En definitiva, la Iglesia, que recibe el amor de Cristo y de la Trinidad, está llamada a proyectarse hacia el mundo, en la espera y en la llamada de la consumación escatológica; está llamada a representar el evento, el acontecimiento del que continuamente está naciendo, y a modelar su servicio de amor al mundo según el amor de Cristo.
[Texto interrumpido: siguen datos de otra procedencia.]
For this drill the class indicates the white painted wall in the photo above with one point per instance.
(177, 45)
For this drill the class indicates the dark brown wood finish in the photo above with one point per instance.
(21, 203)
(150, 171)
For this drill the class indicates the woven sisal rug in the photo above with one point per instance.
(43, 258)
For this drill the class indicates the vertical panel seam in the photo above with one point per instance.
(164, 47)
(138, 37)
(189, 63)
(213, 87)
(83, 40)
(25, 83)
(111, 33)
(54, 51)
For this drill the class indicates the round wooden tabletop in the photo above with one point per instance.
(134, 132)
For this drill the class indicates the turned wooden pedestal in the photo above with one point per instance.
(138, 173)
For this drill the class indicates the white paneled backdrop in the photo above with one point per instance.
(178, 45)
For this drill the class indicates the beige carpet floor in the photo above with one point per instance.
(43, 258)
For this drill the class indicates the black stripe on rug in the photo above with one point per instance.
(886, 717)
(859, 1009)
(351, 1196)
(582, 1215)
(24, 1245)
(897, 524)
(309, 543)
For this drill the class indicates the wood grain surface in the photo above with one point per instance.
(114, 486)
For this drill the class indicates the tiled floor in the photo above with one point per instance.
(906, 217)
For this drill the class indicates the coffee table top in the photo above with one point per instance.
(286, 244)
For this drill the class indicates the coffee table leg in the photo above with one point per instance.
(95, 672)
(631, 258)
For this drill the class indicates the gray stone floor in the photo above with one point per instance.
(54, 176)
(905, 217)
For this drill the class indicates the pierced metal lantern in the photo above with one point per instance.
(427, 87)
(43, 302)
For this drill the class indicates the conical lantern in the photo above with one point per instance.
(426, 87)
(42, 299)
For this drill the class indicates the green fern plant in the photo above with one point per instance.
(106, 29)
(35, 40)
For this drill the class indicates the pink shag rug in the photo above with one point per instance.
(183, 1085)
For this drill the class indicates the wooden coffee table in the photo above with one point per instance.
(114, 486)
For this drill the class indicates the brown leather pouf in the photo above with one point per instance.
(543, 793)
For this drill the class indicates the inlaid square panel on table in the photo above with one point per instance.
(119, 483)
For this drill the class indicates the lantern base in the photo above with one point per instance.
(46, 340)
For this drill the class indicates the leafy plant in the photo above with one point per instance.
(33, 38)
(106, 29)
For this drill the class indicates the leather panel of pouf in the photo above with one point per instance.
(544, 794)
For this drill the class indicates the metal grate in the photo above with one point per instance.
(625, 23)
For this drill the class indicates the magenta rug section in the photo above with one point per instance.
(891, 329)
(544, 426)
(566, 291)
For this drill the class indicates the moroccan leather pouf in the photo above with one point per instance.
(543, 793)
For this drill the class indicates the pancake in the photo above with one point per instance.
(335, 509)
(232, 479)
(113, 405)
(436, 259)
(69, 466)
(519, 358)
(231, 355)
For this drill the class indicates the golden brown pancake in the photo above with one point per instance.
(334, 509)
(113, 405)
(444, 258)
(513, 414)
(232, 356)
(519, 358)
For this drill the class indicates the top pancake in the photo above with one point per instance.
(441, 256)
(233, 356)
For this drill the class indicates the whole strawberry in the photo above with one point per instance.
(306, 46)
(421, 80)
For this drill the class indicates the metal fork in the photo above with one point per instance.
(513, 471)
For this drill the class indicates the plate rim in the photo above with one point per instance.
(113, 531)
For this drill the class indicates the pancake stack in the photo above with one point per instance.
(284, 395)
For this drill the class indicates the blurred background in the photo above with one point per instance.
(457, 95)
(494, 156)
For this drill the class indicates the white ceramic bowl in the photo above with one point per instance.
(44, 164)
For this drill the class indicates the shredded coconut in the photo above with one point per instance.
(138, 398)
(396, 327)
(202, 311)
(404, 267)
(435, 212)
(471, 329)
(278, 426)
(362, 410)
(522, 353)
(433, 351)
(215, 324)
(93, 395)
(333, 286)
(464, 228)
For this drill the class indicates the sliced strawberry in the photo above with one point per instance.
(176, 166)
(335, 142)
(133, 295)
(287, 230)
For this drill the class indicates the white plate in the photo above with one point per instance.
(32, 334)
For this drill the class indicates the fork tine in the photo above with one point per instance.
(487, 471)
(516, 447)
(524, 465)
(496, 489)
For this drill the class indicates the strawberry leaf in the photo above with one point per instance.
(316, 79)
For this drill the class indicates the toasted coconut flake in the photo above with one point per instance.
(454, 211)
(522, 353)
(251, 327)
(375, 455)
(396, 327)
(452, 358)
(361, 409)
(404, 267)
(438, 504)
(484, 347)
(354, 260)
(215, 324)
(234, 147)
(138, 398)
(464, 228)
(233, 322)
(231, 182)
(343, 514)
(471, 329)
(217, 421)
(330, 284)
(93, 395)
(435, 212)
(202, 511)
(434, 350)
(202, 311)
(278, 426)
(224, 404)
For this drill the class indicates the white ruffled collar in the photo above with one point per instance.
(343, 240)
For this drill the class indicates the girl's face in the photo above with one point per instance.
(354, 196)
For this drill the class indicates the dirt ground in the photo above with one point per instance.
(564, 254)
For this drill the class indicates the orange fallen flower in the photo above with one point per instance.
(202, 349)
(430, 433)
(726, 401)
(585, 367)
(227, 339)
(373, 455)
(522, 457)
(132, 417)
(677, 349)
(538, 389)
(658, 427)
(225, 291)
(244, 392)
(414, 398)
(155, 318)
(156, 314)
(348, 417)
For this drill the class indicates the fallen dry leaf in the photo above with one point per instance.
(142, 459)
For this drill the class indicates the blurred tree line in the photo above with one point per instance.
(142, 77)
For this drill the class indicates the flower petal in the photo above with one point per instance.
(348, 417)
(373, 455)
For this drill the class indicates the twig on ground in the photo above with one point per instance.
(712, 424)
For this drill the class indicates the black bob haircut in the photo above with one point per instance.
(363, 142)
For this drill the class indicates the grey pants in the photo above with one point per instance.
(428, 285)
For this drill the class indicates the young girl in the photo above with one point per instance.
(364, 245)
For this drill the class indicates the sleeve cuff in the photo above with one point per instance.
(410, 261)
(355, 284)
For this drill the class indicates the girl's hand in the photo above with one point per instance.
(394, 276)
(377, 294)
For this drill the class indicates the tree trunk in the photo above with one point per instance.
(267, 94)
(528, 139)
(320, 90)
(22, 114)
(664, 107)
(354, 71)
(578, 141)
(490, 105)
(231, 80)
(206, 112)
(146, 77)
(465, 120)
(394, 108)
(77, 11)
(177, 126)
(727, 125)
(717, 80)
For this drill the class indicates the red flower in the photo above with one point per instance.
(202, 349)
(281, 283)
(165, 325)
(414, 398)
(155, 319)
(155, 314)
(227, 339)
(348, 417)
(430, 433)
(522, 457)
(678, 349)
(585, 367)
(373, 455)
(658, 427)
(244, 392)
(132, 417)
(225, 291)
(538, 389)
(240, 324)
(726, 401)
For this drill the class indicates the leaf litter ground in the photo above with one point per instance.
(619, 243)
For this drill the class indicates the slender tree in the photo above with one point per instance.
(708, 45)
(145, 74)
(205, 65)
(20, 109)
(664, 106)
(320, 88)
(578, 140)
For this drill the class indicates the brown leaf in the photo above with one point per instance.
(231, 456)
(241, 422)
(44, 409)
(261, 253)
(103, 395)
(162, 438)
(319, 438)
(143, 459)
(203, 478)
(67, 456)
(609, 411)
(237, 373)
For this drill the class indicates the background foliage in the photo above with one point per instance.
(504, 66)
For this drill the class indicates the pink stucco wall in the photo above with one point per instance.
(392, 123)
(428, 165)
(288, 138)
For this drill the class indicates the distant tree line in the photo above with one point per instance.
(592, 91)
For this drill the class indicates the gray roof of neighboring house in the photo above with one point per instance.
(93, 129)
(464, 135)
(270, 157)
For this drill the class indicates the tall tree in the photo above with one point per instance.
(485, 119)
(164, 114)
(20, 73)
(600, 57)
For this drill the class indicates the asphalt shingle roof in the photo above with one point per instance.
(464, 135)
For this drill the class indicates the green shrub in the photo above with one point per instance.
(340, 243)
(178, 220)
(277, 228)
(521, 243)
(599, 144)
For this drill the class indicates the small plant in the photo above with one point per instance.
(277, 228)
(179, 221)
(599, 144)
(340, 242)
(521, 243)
El servicio al hombre concreto en la totalidad de sus dimensiones
De todo lo dicho se deduce que el objetivo principal de las instituciones caritativas eclesiales no es tanto que lleguen a ser organizaciones perfectas, cuanto que sean expresión, instrumento y cauce del ser y de la misión de la Iglesia. Por eso, sin negar la necesidad de la competencia profesional, lo más decisivo y propio de los que trabajan en ellas es que entren en la dinámica del don de sí mismos, como fruto de haber experimentado el amor de Dios manifestado en Cristo y en fidelidad a la misión que éste a confiado a su Iglesia de servir al hombre concreto en su vocación temporal y eterna y en la totalidad de sus necesidades materiales y espirituales.
La actividad de los que trabajan en las instituciones caritativas católicas debe buscar siempre el bien de la entera persona y el auténtico bien común, y debe llevar siempre el sello de los que dan voluntariamente testimonio del Evangelio, es decir, el estilo de la gratuidad y de la misión recibida directamente de la Iglesia y, a la postre, de Cristo. Por eso, la actividad caritativa eclesial no es reducible sólo a los gestos concretos de asistencia material, ni está orientada sólo a las dimensiones históricas, sino que debe estar investida de la novedad del acontecimiento de Cristo y transparentar en los gestos concretos a favor del prójimo el amor de Dios Padre. Actuando a favor del hombre en sus necesidades materiales e históricas, necesidades rigurosamente humanas, no debe perder de vista, sino contribuir a hacer realidad la salvación de su entera persona. En este sentido, la acción caritativa es simultáneamente acción evangelizadora: debe orientarse a introducir a la entera persona en el misterio de Cristo. Así lo ha vivido la Iglesia en su mejor historia misionera durante todos los tiempos, y lo continúa viviendo ahora, siempre que es fiel a los imperativos intrínsecos de la «missio ad gentes». Es evidente, por otro lado, que esa concreción histórica de la caridad incluye la respuesta a los problemas de la justicia social de un modo eminente, que no proporciona ninguna teoría filosófica y antropológica, ética y social, inspirada en cualquier tipo de visión materialista del mundo: llámese marxismo histórico y dialéctico o liberalismo positivista o capitalista.
Por eso, las organizaciones caritativas, bajo la guía de los respectivos pastores, deben proporcionar a los voluntarios y, en general, a todos los que colaboran en ellas una formación teológica y espiritual básica. Parte importante de esa formación, será la doctrina social de la Iglesia que les ayudará a juzgar y valorar los acontecimientos de la vida social.
Cuando colaboren con otros elementos de la sociedad civil, las organizaciones caritativas católicas no pueden perder su propia identidad, sus convicciones, su concepción propia del hombre. Algo similar cabe decir de sus relaciones con el Estado. Teniendo en cuenta que ambos tienen como horizonte el servicio al hombre, la Iglesia y sus organizaciones caritativas tienen que poder desarrollar libremente aquello que sabe ser su misión propia. Sólo así podrán hacer su aportación imprescindible e insustituible en el servicio a los hombres y a la sociedad.
Que Santa María Madre, que nos dio a su Hijo para nuestra salvación, nos asista para que, siguiendo a Jesucristo, nos entreguemos a nuestros hermanos.